10 años del euro

Con la tabarra que suelen traer las efemérides redondas, es muy significativo que los diez años que cumplió anteayer el euro hayan pasado casi de puntillas para los telediarios, los periódicos y no digamos las instancias oficiales que tanta brasa dieron cuando nos pegaron lo que cada vez está más claro que fue un cambiazo. Nos juraban entonces que la zozobra que supuso la aclimatación —estuvimos tres o cuatro años sin saber realmente cuánto cobrábamos y cuánto pagábamos— sería recompensado con creces gracias a las ventajas sin cuento de la nueva moneda. Hoy por hoy, la única que soy capaz de citar es la posibilidad de comerme un cruasán en Baiona sin pasar por el banco a cambiar pesetas por francos.

Todo lo demás ha sido un sablazo tras otro, una sucesión de bocados a nuestros bolsillos que, para más recochineo, han pretendido negarnos a la cara mediante esa engañifa llamada IPC. Aunque vayamos perdiendo neuronas, aún recordamos lo que nos costaba un café hace una década y, como manejamos las cuatro reglas básicas, sabemos que era menos de la mitad de lo que nos cuesta ahora.
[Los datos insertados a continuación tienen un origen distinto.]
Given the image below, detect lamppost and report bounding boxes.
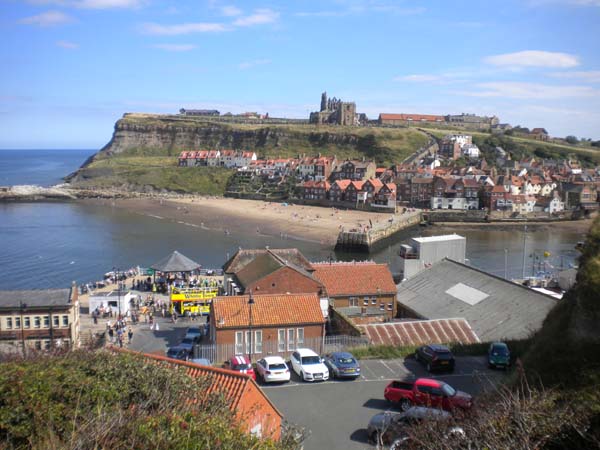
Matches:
[504,248,508,280]
[248,292,255,363]
[113,266,121,319]
[19,301,26,357]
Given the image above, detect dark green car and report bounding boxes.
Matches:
[488,342,510,369]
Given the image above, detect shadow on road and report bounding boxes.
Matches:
[349,428,371,444]
[363,398,395,410]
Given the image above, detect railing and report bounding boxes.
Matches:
[192,335,370,363]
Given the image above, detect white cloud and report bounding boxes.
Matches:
[221,5,242,16]
[56,40,79,49]
[548,70,600,83]
[233,8,279,26]
[153,44,196,52]
[484,50,579,68]
[26,0,145,8]
[296,2,424,17]
[459,81,599,99]
[18,10,73,26]
[75,0,144,8]
[140,22,228,35]
[394,74,443,82]
[238,58,271,69]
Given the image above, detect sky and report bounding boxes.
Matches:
[1,0,599,149]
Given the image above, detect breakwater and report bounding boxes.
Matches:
[335,212,422,252]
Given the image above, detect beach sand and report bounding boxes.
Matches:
[82,196,403,246]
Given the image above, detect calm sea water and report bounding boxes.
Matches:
[0,150,585,290]
[0,149,95,187]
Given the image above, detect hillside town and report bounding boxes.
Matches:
[177,138,600,218]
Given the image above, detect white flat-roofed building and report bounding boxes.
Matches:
[399,234,466,280]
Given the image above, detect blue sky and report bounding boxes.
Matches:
[1,0,599,148]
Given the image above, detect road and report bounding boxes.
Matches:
[263,356,507,450]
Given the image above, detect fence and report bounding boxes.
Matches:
[192,335,370,363]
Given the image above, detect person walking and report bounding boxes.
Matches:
[127,327,133,344]
[108,327,114,344]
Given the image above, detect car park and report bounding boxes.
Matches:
[367,406,452,447]
[166,345,190,361]
[255,356,291,383]
[414,344,455,372]
[289,348,330,382]
[384,378,472,412]
[223,356,256,380]
[488,342,510,369]
[323,351,361,379]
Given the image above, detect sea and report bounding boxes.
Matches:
[0,149,585,290]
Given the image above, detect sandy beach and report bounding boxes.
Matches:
[82,196,405,246]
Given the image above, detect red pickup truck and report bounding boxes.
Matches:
[384,378,472,412]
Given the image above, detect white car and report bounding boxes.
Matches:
[255,356,291,383]
[290,348,330,382]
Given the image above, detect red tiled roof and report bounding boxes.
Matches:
[213,293,325,329]
[110,348,283,428]
[313,262,396,296]
[358,318,480,346]
[385,182,397,192]
[491,185,507,193]
[333,179,352,190]
[350,180,365,190]
[380,113,445,122]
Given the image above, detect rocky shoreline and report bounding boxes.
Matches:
[0,184,144,202]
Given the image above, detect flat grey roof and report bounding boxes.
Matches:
[0,289,72,309]
[396,259,557,341]
[412,234,465,243]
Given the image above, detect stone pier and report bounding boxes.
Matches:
[335,211,422,252]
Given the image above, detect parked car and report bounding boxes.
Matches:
[166,345,190,361]
[289,348,330,382]
[189,358,211,366]
[255,356,291,383]
[488,342,510,369]
[414,344,455,372]
[183,332,202,344]
[223,355,256,380]
[323,351,361,379]
[367,406,452,447]
[384,378,472,412]
[178,337,197,354]
[185,326,204,340]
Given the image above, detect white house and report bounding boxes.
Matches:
[534,193,565,214]
[206,150,221,166]
[234,151,257,167]
[461,144,480,158]
[511,195,537,214]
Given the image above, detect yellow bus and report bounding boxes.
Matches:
[170,287,219,316]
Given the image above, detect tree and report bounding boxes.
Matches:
[565,135,579,145]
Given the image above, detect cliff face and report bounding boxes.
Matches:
[94,114,376,159]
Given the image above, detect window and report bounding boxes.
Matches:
[371,298,377,305]
[53,316,59,327]
[235,331,244,355]
[34,341,42,350]
[287,328,295,351]
[43,316,50,328]
[245,331,251,355]
[349,297,358,307]
[388,303,394,311]
[34,317,41,328]
[297,328,304,346]
[15,317,20,328]
[363,298,369,306]
[5,317,14,329]
[254,330,262,354]
[62,316,68,327]
[44,340,51,350]
[24,317,30,329]
[278,329,286,352]
[379,303,385,311]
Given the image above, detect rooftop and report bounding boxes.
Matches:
[396,259,557,341]
[358,318,480,346]
[0,288,73,309]
[313,262,396,296]
[412,234,465,243]
[213,293,325,329]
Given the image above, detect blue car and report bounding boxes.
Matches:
[488,342,510,369]
[323,351,361,379]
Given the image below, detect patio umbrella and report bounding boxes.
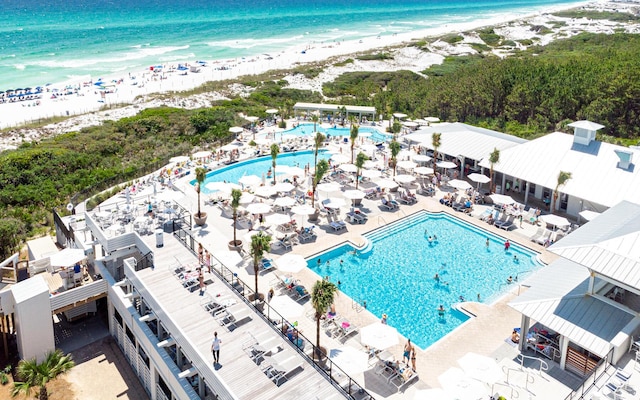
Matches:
[397,160,417,170]
[457,352,503,385]
[329,347,370,375]
[269,295,304,321]
[238,193,255,204]
[489,193,516,205]
[425,116,440,123]
[274,197,296,208]
[266,108,278,114]
[414,167,432,175]
[266,213,291,225]
[438,367,489,400]
[361,169,382,179]
[317,182,341,193]
[413,154,432,163]
[212,250,243,268]
[394,174,416,184]
[229,126,244,134]
[448,179,472,191]
[360,323,399,350]
[402,121,418,128]
[245,115,259,123]
[255,137,272,146]
[246,202,272,214]
[397,150,413,160]
[413,389,454,400]
[376,179,398,190]
[323,197,346,209]
[291,204,315,216]
[393,112,407,119]
[49,248,86,268]
[343,190,366,200]
[280,165,305,177]
[468,173,490,184]
[205,182,241,193]
[363,159,379,169]
[579,210,600,222]
[540,214,571,229]
[192,150,212,159]
[339,163,358,173]
[169,155,190,163]
[254,186,277,198]
[221,144,240,151]
[330,154,350,164]
[239,175,261,187]
[275,253,307,273]
[436,161,457,169]
[273,182,295,192]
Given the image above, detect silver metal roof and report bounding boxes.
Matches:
[403,122,525,162]
[549,200,640,289]
[510,258,634,357]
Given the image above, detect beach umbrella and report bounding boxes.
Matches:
[413,154,432,163]
[489,193,515,206]
[436,161,457,169]
[255,137,272,145]
[238,193,255,204]
[402,121,418,128]
[229,126,244,135]
[266,108,278,114]
[205,182,240,193]
[266,213,291,225]
[273,182,295,192]
[192,150,212,159]
[254,186,277,198]
[246,202,272,215]
[317,182,341,193]
[339,163,358,173]
[414,167,432,175]
[360,323,399,350]
[279,165,305,177]
[438,367,489,400]
[322,197,346,209]
[394,174,416,184]
[448,179,472,191]
[376,179,399,190]
[358,131,372,137]
[275,253,307,273]
[245,116,259,123]
[169,155,190,163]
[291,204,315,216]
[343,189,366,200]
[273,197,296,208]
[425,116,440,123]
[457,352,503,385]
[397,150,413,160]
[330,154,350,164]
[468,173,490,184]
[269,295,304,321]
[393,112,407,119]
[540,214,571,229]
[329,347,370,375]
[221,144,239,151]
[239,175,261,187]
[361,169,382,179]
[397,160,417,170]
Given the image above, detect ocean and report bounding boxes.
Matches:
[1,0,583,90]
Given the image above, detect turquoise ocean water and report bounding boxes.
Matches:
[1,0,582,89]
Hacer la misma comparación con el pan, la gasolina, una entrada de cine o unos zapatos puede sumirnos en una melancolía que se transformará en depresión profunda al comprobar que los sueldos no han escalado ni de coña al mismo ritmo.

Lo tremendo es que cualquiera podría haber previsto el desenlace. No hacía falta tener media docena de másters en economía para intuir que, por muy bonita que fuera la idea, era una barbaridad forzar a utilizar la misma moneda en doce estados (ahora son 17) con niveles de vida brutalmente diferentes. Todas las voces que se alzaron para alertar de ello fueron acalladas con el socorrido argumento de que en estas cuestiones sólo deben opinar los que saben del asunto. Es gracioso que buena parte de esos que tanto sabían ahora están estudiando cómo narices dar marcha atrás.
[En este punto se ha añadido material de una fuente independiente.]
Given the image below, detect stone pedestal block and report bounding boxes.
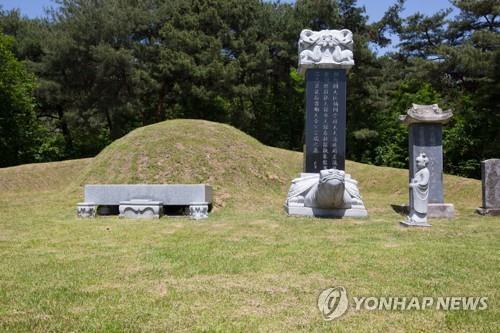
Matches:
[119,200,163,219]
[428,203,455,219]
[391,203,455,219]
[189,203,210,220]
[77,202,97,218]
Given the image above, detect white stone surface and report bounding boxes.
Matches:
[84,184,212,206]
[298,29,354,73]
[119,199,163,219]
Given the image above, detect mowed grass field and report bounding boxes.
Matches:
[0,120,498,332]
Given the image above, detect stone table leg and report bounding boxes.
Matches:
[189,203,209,220]
[77,202,97,218]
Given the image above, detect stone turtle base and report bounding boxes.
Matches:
[285,204,368,218]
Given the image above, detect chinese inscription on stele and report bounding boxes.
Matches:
[305,68,346,172]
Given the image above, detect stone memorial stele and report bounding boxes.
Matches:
[399,104,455,218]
[284,29,367,218]
[401,153,431,227]
[476,159,500,216]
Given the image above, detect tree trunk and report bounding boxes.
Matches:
[104,107,116,139]
[156,81,167,122]
[56,105,74,155]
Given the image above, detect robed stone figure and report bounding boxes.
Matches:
[402,153,431,227]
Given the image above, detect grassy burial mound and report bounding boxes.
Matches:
[0,158,92,194]
[75,119,301,209]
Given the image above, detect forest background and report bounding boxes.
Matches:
[0,0,498,178]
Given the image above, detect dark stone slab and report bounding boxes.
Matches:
[481,159,500,209]
[304,69,346,172]
[409,123,444,203]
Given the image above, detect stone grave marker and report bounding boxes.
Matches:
[476,159,500,216]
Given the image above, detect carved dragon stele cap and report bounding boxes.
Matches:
[298,29,355,74]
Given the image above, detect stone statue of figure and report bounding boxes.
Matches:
[403,152,431,227]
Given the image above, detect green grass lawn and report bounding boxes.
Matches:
[0,120,498,332]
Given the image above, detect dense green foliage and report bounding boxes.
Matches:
[0,0,498,178]
[0,33,40,166]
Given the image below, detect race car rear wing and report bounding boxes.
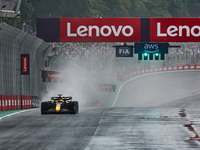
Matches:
[63,97,72,100]
[51,97,72,101]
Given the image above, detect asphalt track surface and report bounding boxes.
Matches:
[1,71,200,150]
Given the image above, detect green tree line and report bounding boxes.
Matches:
[3,0,200,29]
[28,0,200,18]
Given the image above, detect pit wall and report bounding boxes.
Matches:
[0,95,32,111]
[121,65,200,81]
Productividad y otras malas hierbas

Mejor que nos vayamos aplicando el chiste del monaguillo insistente. Los deseos de la señorita Rotenmeyer, también conocida como Angela Merkel, son órdenes. Si la canciller de plomo dice que las subidas salariales deben bailar al ritmo de la productividad, así será más temprano que tarde. Quitando al cachondo de la patronal madrileña que dijo que la tal productividad era cosa muy germana y nada hispana, le están saliendo apóstoles como setas a la doctrina neofordista. Algunos, incluso, con pedigrí rojizo, como la consejera de trabajo de la CAV, Gemma Zabaleta. Bastará un par de noches de nicotina, cafeína y trueque de favores en Moncloa para que también a Cándido Méndez y Fernández Toxo la fórmula les parezca un mal menor. Sapos más gordos se han tragado.
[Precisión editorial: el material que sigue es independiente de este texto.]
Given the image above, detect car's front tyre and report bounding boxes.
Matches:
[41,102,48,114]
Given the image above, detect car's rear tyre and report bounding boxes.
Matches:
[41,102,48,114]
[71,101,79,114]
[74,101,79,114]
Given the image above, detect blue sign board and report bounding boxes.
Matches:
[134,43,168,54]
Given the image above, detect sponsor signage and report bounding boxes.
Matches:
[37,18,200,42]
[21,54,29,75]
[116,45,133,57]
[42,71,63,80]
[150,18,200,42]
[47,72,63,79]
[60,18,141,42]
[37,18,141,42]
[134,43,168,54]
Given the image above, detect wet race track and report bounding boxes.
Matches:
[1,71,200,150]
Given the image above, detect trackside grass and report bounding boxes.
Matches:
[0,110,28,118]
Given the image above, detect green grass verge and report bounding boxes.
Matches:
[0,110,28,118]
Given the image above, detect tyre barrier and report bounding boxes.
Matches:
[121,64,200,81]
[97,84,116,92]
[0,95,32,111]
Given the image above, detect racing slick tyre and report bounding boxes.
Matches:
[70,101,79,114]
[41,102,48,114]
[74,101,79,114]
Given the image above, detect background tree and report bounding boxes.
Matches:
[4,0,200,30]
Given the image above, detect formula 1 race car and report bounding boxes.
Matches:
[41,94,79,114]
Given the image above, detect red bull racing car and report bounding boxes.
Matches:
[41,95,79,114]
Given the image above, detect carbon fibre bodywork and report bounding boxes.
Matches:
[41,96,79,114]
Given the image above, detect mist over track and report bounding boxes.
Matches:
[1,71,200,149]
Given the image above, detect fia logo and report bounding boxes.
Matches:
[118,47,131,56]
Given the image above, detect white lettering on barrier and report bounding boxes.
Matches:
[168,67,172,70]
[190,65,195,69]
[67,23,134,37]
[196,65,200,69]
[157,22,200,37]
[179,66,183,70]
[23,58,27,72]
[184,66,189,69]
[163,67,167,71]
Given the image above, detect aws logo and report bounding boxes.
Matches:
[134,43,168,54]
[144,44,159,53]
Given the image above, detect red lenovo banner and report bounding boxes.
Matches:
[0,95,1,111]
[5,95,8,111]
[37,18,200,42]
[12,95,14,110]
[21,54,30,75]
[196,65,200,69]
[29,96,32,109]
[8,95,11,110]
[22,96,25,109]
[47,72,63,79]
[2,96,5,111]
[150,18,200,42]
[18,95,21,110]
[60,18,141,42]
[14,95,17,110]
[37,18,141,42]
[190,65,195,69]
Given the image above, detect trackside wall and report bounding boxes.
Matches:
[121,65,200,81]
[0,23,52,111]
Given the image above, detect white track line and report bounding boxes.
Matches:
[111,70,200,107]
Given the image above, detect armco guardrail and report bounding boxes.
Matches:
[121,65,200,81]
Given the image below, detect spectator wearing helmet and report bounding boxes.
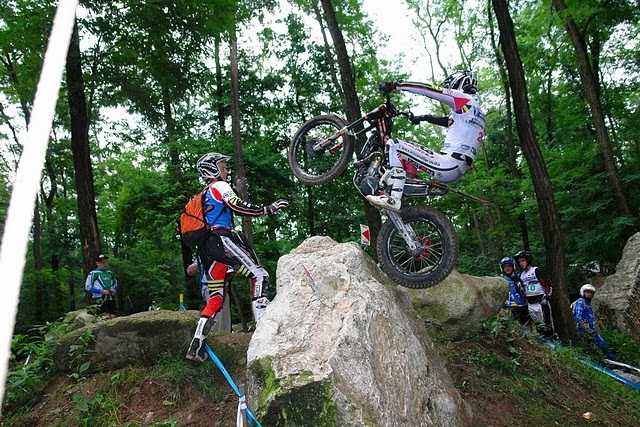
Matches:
[499,257,528,325]
[186,152,289,362]
[367,71,485,212]
[515,250,554,337]
[571,284,615,359]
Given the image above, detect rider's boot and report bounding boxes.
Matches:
[366,167,405,212]
[186,316,214,362]
[250,276,270,322]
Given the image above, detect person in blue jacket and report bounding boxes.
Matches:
[572,284,615,359]
[500,257,528,325]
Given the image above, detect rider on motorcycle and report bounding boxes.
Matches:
[367,70,485,212]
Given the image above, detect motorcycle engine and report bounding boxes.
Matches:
[356,153,383,196]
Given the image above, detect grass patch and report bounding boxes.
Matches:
[437,315,640,426]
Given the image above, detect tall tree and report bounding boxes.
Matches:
[213,33,226,134]
[487,0,530,250]
[66,21,101,277]
[320,0,382,246]
[491,0,574,341]
[551,0,634,219]
[229,27,254,246]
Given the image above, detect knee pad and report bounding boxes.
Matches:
[251,270,269,299]
[201,293,224,318]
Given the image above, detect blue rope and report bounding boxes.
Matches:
[579,357,640,391]
[542,339,640,391]
[204,343,263,427]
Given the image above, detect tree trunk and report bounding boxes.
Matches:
[312,1,345,104]
[552,0,633,218]
[320,0,382,246]
[492,0,574,341]
[229,27,254,246]
[488,1,530,251]
[161,88,181,183]
[214,33,226,134]
[66,21,101,277]
[32,198,45,321]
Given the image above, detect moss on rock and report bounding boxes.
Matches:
[248,358,337,426]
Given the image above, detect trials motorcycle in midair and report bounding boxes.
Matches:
[288,86,464,289]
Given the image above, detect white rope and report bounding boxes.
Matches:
[0,0,78,405]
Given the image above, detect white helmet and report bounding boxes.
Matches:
[579,284,596,297]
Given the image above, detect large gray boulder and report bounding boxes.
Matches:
[593,232,640,337]
[406,270,506,339]
[246,236,470,427]
[53,309,241,372]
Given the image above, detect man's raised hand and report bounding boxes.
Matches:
[266,199,289,215]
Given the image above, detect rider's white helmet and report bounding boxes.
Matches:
[579,284,596,297]
[443,70,478,94]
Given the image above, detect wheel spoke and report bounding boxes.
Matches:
[386,216,447,278]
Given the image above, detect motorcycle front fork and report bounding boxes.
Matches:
[387,211,420,254]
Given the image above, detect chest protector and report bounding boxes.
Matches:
[521,267,544,296]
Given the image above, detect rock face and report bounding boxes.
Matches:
[246,236,470,427]
[406,270,507,339]
[54,310,200,371]
[62,308,97,330]
[593,232,640,337]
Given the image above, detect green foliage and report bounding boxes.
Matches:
[151,353,225,400]
[3,321,69,411]
[67,329,95,380]
[72,392,119,427]
[600,328,640,366]
[440,315,640,425]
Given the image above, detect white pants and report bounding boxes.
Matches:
[387,139,471,183]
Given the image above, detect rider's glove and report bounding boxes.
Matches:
[379,81,397,94]
[265,199,289,215]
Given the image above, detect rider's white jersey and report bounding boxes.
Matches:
[442,92,485,160]
[520,266,545,297]
[396,83,485,160]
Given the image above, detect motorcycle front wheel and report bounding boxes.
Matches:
[376,206,458,289]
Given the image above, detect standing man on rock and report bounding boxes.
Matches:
[85,254,118,316]
[183,152,288,362]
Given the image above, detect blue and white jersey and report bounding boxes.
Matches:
[204,181,267,229]
[85,268,117,299]
[502,272,526,307]
[572,297,597,335]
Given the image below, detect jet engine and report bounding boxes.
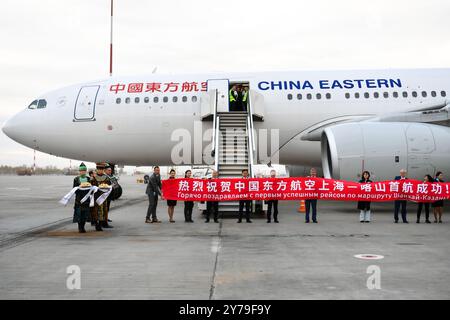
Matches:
[321,122,450,180]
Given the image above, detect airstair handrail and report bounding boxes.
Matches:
[211,89,218,158]
[214,115,220,172]
[247,93,256,177]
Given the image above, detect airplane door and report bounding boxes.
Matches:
[207,79,229,113]
[74,85,99,121]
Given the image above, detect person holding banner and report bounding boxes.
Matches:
[267,169,279,223]
[184,170,195,222]
[417,175,434,224]
[206,170,219,223]
[166,169,177,223]
[432,171,445,223]
[72,163,91,233]
[238,169,252,223]
[357,171,373,223]
[394,169,409,223]
[305,168,318,223]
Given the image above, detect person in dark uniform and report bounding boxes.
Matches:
[145,166,162,223]
[104,163,117,223]
[267,169,279,223]
[238,169,252,223]
[184,170,194,222]
[206,170,219,223]
[166,169,177,223]
[305,168,318,223]
[432,171,445,223]
[417,174,433,224]
[229,85,238,111]
[394,169,408,223]
[72,163,91,233]
[358,171,373,223]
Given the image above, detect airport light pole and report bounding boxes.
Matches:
[109,0,114,77]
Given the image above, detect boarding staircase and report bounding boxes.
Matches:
[216,111,250,212]
[203,87,262,213]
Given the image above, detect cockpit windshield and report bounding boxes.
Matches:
[37,99,47,109]
[28,99,47,110]
[28,100,38,109]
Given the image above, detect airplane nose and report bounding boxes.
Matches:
[2,118,13,138]
[2,113,27,144]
Conste que a mi tampoco se me antoja un contradiós. Ni siquiera un contramarx. Si supieran venderlo mejor, en lugar de la palabra “productividad”, que evoca la cadena de montaje de “Tiempos modernos”, deberían hablar de beneficios. ¿Están dispuestos a vincular los sueldos a los beneficios? Ahí está el truco: solamente en tiempos de vacas flacas, es decir, cuando no los hay. En cuanto vuelvan los números verdes bien cebados, ya no les resultará tan atractiva la idea. Se trata de repartir la miseria, no la abundancia. En tiempos de bonanza resulta más rentable la receta hasta ahora en vigor, o sea, la vinculación con el IPC.

Capacidad adquisitiva

Sobre este método, siempre me he preguntado qué les hace suponer a los sindicatos que es el más razonable. De entre los timos de la estampita que tragamos sin rechistar, pocos son tan escandalosos como el santificado Índice de Precios al Consumo. Es todo un prodigio que lo que nuestro bolsillo nos demuestra dolorosamente que se ha puesto por las nubes, a la hora de convertirlo en los dígitos oficiales que nos ofrecen cada mes se haya quedado en una minucia. Se me caen las lágrimas cuando en enero le llega a mi ama una paga extra (qué rostro, llamarla así) de cuatro euros y veinticinco céntimos por la desviación del IPC de marras. Y con un par te dicen que con eso queda empatada la economía doméstica o, según el eufemismo al uso, que se compensa la pérdida de capacidad adquisitiva.

Será cuestión de ver si palmamos o no -y cuánto- fiando los hipotéticos incrementos de nuestro jornal a la dichosa productividad. ¿Cómo la medirán, por cierto? En el ejemplo clásico, la fábrica de tornillos, no parece complicado. Pero, ¿y en una empresa de pompas fúnebres, por ejemplo? Creo que prefiero no saberlo.